There is a Lancome ad airing now that features Julia Roberts. She is in a beautiful white gown, and apparently is at some strange nightmare-induced party where everyone else is in black, and all tied up in marionette-like strings. Julia calmly smiles, breaks out of her strings and walks away. Umm…. Okayyy….. So first of all, HELLO, none of us look like, or have the life of, Julia Roberts. I am very certain that none of the R.W.’s in my life will be attending a formal party in a sparkly white full-length gown this year. And what the hey is the deal with the marionette strings? If we wear that perfume we can leave all the other losers behind and float off into the night?
Then there is the Dior ad staring Natalie Portman. Again, not a typical real woman. Even better, she is a bride about to be married at a ginormous mansion in perfect weather and a gorgeous dress. But no, that won’t do. She quietly says “sorry Daddy”, tucks a flower in her father’s lapel and does the Runaway Bride thing. But wait, there’s more. She dumps her gown off in a field, conveniently wearing an ever-so-comfortable skintight black dress underneath, and goes into James Bond mode to scale a ladder into a moving helicopter to take over the controls and fly away with some other stud. Alrighty then. Just another day at the office, right ladies? Come on, really with this?
What I don’t understand, (besides the ads themselves because they always leave me saying “huh?”) is who these ads are supposed to be targeting. Certainly not us real women. None of the ads convince me to wear whichever perfume is being promoted because I’m sure it will make me wealthy, gorgeous, and able to escape an already unrealistic life. And if they are targeting the men in our lives, can you imagine how confused THEY are? I would think they’d come away with the thought that “ok, so if I buy my woman this perfume, she’ll look like a super model, then she’ll run away.”
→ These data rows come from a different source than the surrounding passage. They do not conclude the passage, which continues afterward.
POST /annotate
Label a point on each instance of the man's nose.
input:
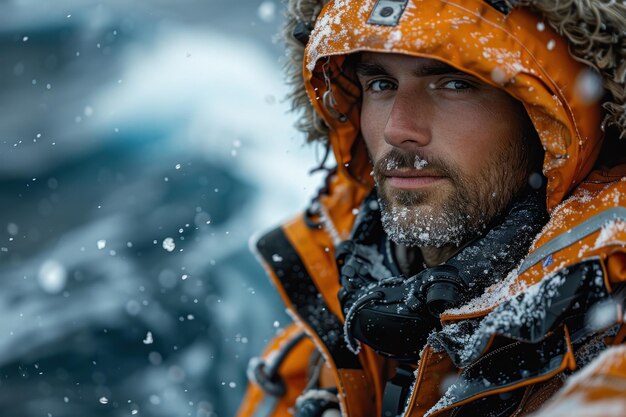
(408, 124)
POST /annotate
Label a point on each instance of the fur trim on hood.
(595, 31)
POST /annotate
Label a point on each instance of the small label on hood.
(387, 12)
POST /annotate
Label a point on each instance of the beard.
(458, 210)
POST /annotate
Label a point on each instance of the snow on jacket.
(526, 337)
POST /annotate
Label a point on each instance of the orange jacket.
(580, 252)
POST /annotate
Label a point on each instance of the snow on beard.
(454, 212)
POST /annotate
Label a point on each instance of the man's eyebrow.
(437, 68)
(369, 69)
(366, 69)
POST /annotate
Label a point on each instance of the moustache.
(397, 159)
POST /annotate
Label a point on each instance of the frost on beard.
(419, 226)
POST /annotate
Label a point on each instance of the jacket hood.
(549, 55)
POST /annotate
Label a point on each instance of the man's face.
(449, 151)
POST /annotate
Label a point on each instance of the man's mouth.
(410, 178)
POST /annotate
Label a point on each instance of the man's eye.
(457, 85)
(378, 86)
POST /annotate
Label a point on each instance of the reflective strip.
(573, 235)
(267, 407)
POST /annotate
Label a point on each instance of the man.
(438, 273)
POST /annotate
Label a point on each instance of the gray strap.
(573, 235)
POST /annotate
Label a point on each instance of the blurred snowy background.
(141, 144)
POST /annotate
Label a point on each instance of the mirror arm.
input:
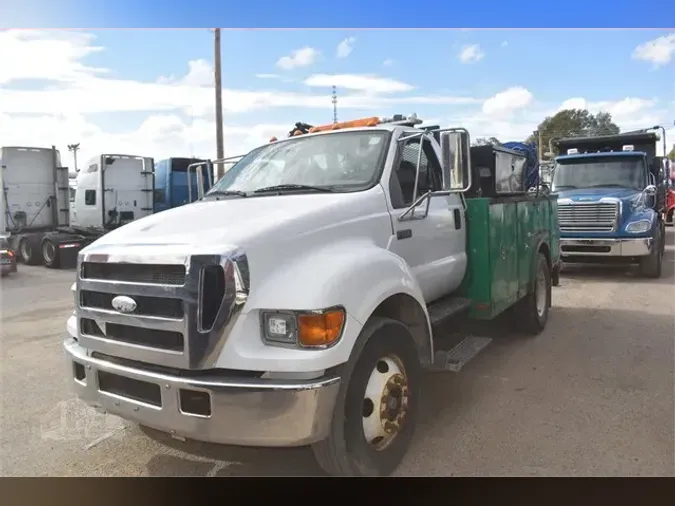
(416, 203)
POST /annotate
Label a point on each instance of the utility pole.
(74, 148)
(334, 100)
(219, 105)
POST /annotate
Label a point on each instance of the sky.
(150, 92)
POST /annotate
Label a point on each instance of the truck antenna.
(334, 100)
(74, 148)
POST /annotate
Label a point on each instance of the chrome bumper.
(606, 247)
(245, 412)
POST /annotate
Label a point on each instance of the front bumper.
(246, 412)
(606, 247)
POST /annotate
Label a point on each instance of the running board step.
(456, 358)
(444, 309)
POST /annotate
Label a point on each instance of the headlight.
(638, 227)
(307, 329)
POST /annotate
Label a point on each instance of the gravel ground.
(593, 395)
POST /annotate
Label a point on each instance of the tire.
(388, 349)
(29, 250)
(531, 312)
(51, 255)
(651, 265)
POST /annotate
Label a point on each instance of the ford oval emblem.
(124, 304)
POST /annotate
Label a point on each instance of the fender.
(542, 244)
(361, 276)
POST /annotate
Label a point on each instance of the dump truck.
(611, 200)
(299, 302)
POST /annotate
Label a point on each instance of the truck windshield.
(340, 161)
(596, 172)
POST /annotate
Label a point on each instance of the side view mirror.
(456, 159)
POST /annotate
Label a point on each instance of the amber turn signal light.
(320, 329)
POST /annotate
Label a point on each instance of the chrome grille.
(588, 217)
(135, 273)
(166, 327)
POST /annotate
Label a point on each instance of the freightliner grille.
(588, 217)
(185, 305)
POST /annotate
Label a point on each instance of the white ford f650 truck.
(300, 300)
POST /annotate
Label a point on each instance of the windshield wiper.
(607, 185)
(281, 187)
(226, 192)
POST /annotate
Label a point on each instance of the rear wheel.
(375, 413)
(531, 312)
(50, 254)
(29, 250)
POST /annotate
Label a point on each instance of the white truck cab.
(295, 303)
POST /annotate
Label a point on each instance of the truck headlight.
(638, 227)
(307, 329)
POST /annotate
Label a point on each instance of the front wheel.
(651, 265)
(375, 413)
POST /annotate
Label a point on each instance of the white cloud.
(57, 55)
(658, 51)
(471, 53)
(360, 82)
(345, 47)
(507, 101)
(628, 113)
(298, 58)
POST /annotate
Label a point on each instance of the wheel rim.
(540, 292)
(385, 403)
(25, 250)
(48, 251)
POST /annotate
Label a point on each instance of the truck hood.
(595, 194)
(273, 219)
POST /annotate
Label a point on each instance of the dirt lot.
(593, 395)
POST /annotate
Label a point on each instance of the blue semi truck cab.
(611, 200)
(180, 181)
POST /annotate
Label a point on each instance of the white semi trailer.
(46, 222)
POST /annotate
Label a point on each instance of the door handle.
(404, 234)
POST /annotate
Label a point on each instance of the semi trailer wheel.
(375, 413)
(29, 250)
(51, 255)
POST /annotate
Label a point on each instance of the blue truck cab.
(178, 181)
(611, 200)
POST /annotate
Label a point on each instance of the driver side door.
(434, 246)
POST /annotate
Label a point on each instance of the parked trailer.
(36, 201)
(180, 181)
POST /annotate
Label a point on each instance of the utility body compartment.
(503, 234)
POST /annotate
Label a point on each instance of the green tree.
(574, 123)
(484, 141)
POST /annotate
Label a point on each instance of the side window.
(430, 177)
(160, 196)
(90, 197)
I would be much more impressed if any of these ads showed a real woman, heading out the door in the morning for her regular mundane job, or running a dozen errands on a weekend day, or a young mother struggling to get her kids ready for school, or a frazzled woman trying to make dinner and get her teen out to sports practice… and she pauses to spritz her favorite perfume. For a moment, she smiles and feels calmer, and better about herself, just enjoying the scent. And perhaps her very real man walks by and pauses and says “hey, you smell good.” Now THAT would be realistic. THAT would be believable. THAT would make me consider going to shop for something I normally don’t.
Yes, it is that time of year. Time to be beguiled by splashy ads and be convinced to buy items we otherwise wouldn’t. I do have fun shopping out of the ordinary, and going into stores other than my usual grocery store, pharmacy, and discount clothing store. I like finding unique merchandise online. But there still, for me, needs to be a purpose and a reason to make the purchase. And wanting to be Julia or a female James Bond is not it.
As for you, Beef Stick Guy, I’ll pass, thanks. But I’m sure I’ll see you same place, same time, next year. Enjoy wherever it is you go in between.